Text: Silvia Posavec
Ein Mann in Uniform und mit blauen Plastikhandschuhen greift behutsam mit beiden Händen nach einem Gegenstand auf dem Boden. Die fixe Kamera filmt aus der Froschperspektive, sie ist nahe dran. Im Hintergrund stehen Soldaten um eine weisse Plane, die auf den Trümmern eines Hauses ausgelegt wurde. Sie sind umzingelt von dem, was vor der russischen Invasion vermutlich ein ruhiges ukrainisches Dorf war. Es dauert einen Moment, dann erkennt man in den Händen des ersten Mannes ein abgetrenntes Bein, an dem noch ein Schuh hängt. Nach seiner sorgsamen Bergung wird es zu den anderen Knochen getragen. Doch die Männer sind sich uneinig, ob das Bein zum Verstorbenen im Leichensack gehört. Man hört sie kurz diskutieren. Sie vergleichen die Sohlen, die Beschriftung der Schuhzunge und kommen zum Schluss, dass die Skelettteile zusammengehören müssen. Sorgsame Routine inmitten eines zermürbend grausamen Kriegsalltags.

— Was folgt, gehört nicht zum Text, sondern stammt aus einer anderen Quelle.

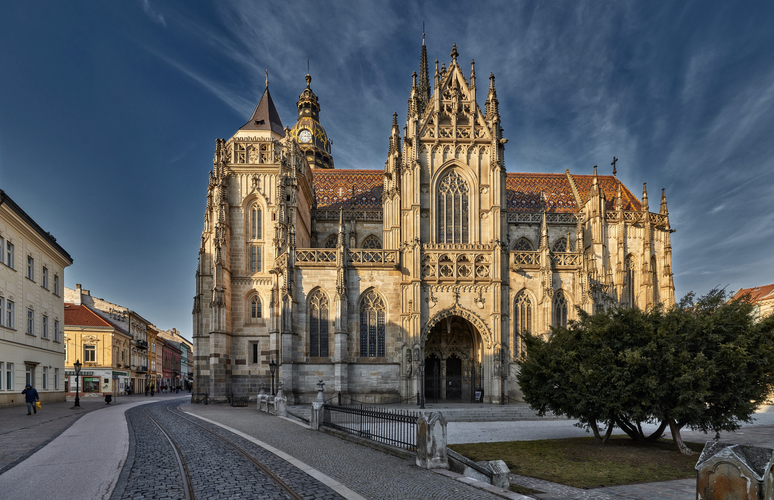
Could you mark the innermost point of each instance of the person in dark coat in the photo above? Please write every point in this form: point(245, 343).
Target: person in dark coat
point(31, 396)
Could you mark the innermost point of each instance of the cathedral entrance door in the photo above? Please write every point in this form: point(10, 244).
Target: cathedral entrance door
point(453, 377)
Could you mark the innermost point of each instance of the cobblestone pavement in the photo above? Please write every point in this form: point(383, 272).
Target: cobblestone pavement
point(372, 474)
point(217, 470)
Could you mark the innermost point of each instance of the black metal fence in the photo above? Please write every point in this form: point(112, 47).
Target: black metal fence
point(393, 427)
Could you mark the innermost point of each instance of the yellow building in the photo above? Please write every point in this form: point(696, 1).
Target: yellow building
point(103, 350)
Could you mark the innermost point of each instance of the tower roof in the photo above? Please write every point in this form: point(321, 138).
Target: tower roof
point(265, 116)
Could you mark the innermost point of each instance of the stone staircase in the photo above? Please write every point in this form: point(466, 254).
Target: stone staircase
point(456, 412)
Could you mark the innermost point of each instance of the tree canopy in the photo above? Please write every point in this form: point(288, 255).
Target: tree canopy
point(704, 363)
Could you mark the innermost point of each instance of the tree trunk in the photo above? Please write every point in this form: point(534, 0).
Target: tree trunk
point(658, 432)
point(681, 447)
point(610, 426)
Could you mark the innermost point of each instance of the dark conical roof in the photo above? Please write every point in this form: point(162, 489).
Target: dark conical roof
point(265, 116)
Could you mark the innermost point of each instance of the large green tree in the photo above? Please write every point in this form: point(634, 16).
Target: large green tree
point(703, 364)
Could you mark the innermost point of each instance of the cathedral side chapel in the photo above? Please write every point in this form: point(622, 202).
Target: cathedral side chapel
point(367, 278)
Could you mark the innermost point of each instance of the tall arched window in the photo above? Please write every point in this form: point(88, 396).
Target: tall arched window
point(560, 309)
point(318, 324)
point(560, 245)
point(522, 318)
point(452, 209)
point(255, 307)
point(371, 325)
point(372, 242)
point(629, 284)
point(523, 245)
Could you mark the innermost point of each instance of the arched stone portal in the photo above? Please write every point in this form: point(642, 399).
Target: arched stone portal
point(453, 353)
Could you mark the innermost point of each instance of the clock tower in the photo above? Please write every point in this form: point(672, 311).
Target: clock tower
point(308, 132)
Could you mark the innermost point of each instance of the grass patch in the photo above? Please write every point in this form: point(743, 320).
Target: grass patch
point(584, 463)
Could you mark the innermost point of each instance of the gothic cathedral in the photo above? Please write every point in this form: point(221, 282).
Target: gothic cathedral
point(433, 265)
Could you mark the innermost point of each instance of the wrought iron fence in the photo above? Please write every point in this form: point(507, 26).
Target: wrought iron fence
point(395, 427)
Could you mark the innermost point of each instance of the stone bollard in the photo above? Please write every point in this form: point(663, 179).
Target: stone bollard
point(431, 441)
point(280, 402)
point(734, 472)
point(500, 473)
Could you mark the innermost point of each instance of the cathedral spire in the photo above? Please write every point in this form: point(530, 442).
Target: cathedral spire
point(423, 91)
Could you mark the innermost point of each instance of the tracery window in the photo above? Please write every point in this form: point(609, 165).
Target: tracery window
point(372, 242)
point(560, 309)
point(522, 318)
point(318, 324)
point(371, 325)
point(560, 245)
point(255, 308)
point(629, 284)
point(452, 209)
point(523, 245)
point(331, 241)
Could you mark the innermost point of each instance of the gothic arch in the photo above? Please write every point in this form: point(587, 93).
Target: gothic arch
point(456, 310)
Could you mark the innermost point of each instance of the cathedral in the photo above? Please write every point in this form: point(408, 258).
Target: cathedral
point(416, 277)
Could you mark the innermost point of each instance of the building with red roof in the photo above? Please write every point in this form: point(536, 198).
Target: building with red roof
point(436, 261)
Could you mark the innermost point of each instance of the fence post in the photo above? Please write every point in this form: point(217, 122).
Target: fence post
point(431, 441)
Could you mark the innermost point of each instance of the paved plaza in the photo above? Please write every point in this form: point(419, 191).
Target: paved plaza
point(118, 452)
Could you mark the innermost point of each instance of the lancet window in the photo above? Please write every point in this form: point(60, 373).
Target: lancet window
point(371, 325)
point(522, 318)
point(523, 245)
point(560, 308)
point(318, 324)
point(372, 242)
point(453, 209)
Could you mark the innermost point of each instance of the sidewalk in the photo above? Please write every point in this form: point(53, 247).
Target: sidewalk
point(22, 435)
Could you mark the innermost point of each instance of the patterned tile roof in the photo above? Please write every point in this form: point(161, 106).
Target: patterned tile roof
point(83, 316)
point(335, 188)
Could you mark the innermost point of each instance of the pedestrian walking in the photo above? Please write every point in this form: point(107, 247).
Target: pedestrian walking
point(31, 397)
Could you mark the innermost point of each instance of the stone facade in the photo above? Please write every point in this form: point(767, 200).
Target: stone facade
point(435, 263)
point(32, 268)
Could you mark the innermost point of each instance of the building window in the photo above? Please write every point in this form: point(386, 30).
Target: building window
point(331, 241)
point(561, 245)
point(9, 255)
point(255, 307)
point(560, 309)
point(628, 284)
point(30, 322)
point(452, 209)
point(10, 313)
point(318, 325)
point(372, 242)
point(371, 325)
point(522, 318)
point(523, 245)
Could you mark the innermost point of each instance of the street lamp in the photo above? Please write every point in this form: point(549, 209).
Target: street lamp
point(272, 369)
point(77, 366)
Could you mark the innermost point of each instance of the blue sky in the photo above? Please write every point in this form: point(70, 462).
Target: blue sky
point(109, 113)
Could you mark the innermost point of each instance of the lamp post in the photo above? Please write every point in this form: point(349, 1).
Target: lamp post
point(77, 366)
point(272, 369)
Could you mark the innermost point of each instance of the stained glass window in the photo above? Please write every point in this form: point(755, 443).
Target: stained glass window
point(318, 324)
point(372, 334)
point(452, 209)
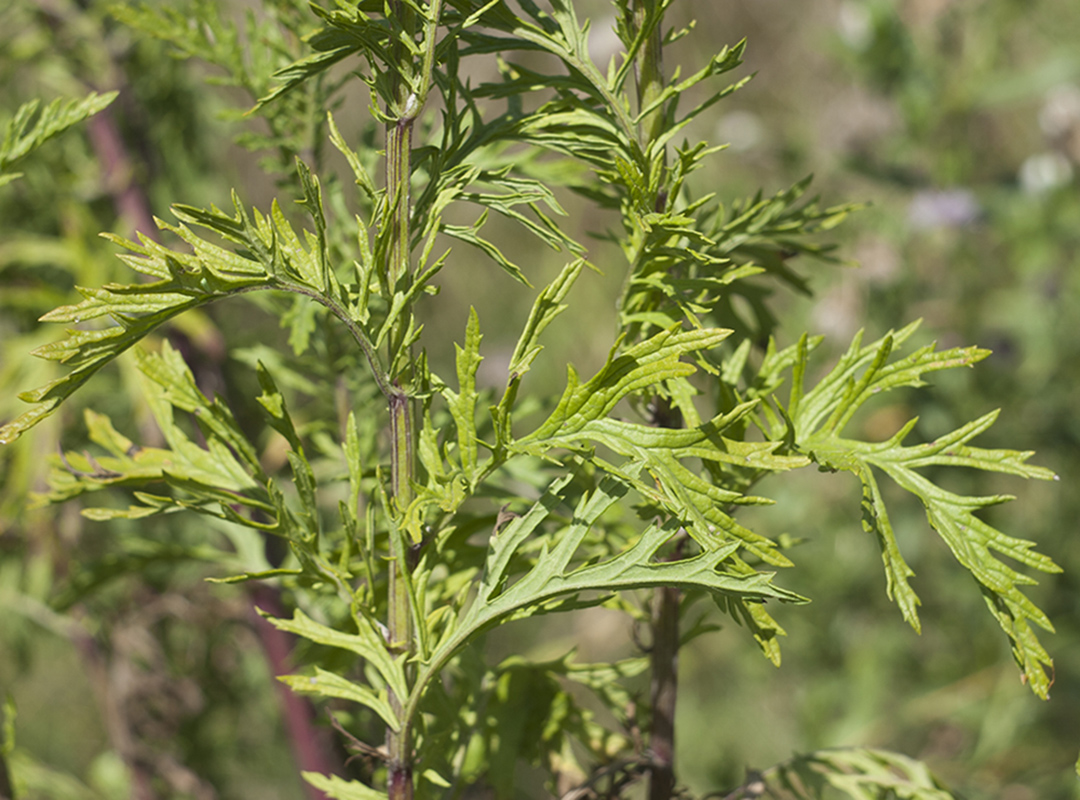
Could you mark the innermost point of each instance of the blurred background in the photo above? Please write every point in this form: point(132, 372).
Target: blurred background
point(957, 122)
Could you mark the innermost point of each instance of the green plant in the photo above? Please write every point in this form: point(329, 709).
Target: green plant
point(420, 513)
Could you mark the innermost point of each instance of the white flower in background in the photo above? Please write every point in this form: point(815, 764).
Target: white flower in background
point(740, 130)
point(1044, 172)
point(932, 208)
point(1061, 111)
point(854, 25)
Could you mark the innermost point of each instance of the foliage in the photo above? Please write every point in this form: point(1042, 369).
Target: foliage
point(423, 511)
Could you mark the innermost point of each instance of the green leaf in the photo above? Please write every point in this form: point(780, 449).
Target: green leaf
point(367, 642)
point(28, 130)
point(644, 365)
point(819, 418)
point(548, 306)
point(329, 685)
point(553, 574)
point(340, 789)
point(463, 404)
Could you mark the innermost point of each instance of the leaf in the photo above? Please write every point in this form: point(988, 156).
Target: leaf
point(856, 773)
point(340, 789)
point(329, 685)
point(463, 404)
point(367, 642)
point(819, 418)
point(548, 306)
point(644, 365)
point(553, 577)
point(28, 130)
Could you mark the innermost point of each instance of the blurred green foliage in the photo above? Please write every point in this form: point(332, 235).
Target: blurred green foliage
point(957, 120)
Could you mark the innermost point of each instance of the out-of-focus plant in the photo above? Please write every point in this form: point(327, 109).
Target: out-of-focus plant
point(416, 513)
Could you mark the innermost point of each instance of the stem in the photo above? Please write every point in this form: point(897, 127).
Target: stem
point(403, 112)
point(663, 658)
point(650, 72)
point(663, 691)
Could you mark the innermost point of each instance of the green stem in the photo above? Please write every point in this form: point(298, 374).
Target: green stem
point(650, 72)
point(663, 658)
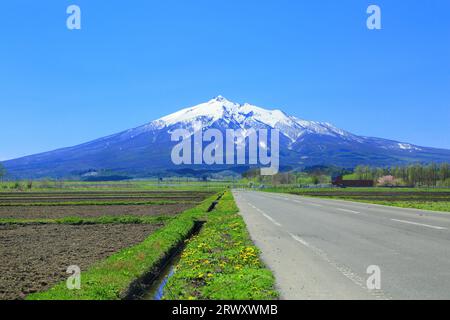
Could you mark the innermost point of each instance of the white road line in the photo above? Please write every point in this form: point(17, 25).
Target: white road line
point(344, 270)
point(348, 211)
point(420, 224)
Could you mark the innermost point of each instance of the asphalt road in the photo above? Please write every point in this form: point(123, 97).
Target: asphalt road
point(321, 249)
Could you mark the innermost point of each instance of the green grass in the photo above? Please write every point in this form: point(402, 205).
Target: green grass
point(221, 262)
point(131, 185)
point(443, 206)
point(85, 221)
point(417, 198)
point(91, 203)
point(110, 278)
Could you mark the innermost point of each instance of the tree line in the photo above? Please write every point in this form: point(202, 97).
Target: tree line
point(430, 175)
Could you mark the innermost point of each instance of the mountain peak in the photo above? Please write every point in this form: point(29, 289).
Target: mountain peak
point(220, 98)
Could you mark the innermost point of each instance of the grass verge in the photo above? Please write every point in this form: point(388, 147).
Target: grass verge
point(110, 278)
point(221, 262)
point(423, 199)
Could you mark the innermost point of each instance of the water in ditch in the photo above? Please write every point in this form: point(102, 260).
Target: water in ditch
point(159, 286)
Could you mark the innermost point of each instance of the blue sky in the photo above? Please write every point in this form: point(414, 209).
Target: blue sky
point(135, 61)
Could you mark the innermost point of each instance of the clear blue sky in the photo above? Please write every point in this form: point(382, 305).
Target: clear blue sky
point(135, 61)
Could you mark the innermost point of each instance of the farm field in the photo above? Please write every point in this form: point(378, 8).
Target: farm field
point(35, 257)
point(43, 233)
point(419, 198)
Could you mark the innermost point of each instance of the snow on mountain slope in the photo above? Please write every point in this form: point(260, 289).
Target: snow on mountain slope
point(247, 116)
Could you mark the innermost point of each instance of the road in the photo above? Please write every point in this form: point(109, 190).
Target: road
point(321, 249)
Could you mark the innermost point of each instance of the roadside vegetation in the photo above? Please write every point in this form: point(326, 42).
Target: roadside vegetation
point(418, 198)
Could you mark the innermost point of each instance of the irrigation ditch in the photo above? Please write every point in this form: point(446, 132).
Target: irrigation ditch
point(151, 285)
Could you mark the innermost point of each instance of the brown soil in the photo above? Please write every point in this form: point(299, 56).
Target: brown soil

Diese Szene ist nur ein Beispiel für die Beobachtungen, die der ukrainische Regisseur Juri Rechinsky in seinem Dokumentarfilm Dear Beautiful Beloved mit seinem Publikum teilt. Er begibt sich mit seinen zwei Kameramännern Serhiy Stefan Stetsenko und Serafin Spitzer im Sommer 2022 für ein Jahr und insgesamt 60 Drehtage in eine Zone kurz hinter der russisch-ukrainischen Front. Hier spielen sich täglich stille Dramen ab, die die Ukrainer:innen und internationale NGO-Mitarbeitende mit einer überraschend nüchternen Routine absolvieren. Neben den Menschen, die sich um die Bergung, den Transport und die Bestattungen der gefallenen Soldat:innen und getöteten Zivilist:innen kümmern, werden auch alte und kranke Personen sowie Mütter mit ihren Kindern bei ihrer Evakuation mit der Kamera begleitet. Sie bilden eine unfreiwillige Gemeinschaft derer, die man als die Verwundbarsten unserer Gesellschaft zusammenfassen kann. Dear Beautiful Beloved gibt ihnen den Raum, für sich selbst zu stehen, die ruhige, aber bestimmte Führung der Handkamera unterstützt sie dabei.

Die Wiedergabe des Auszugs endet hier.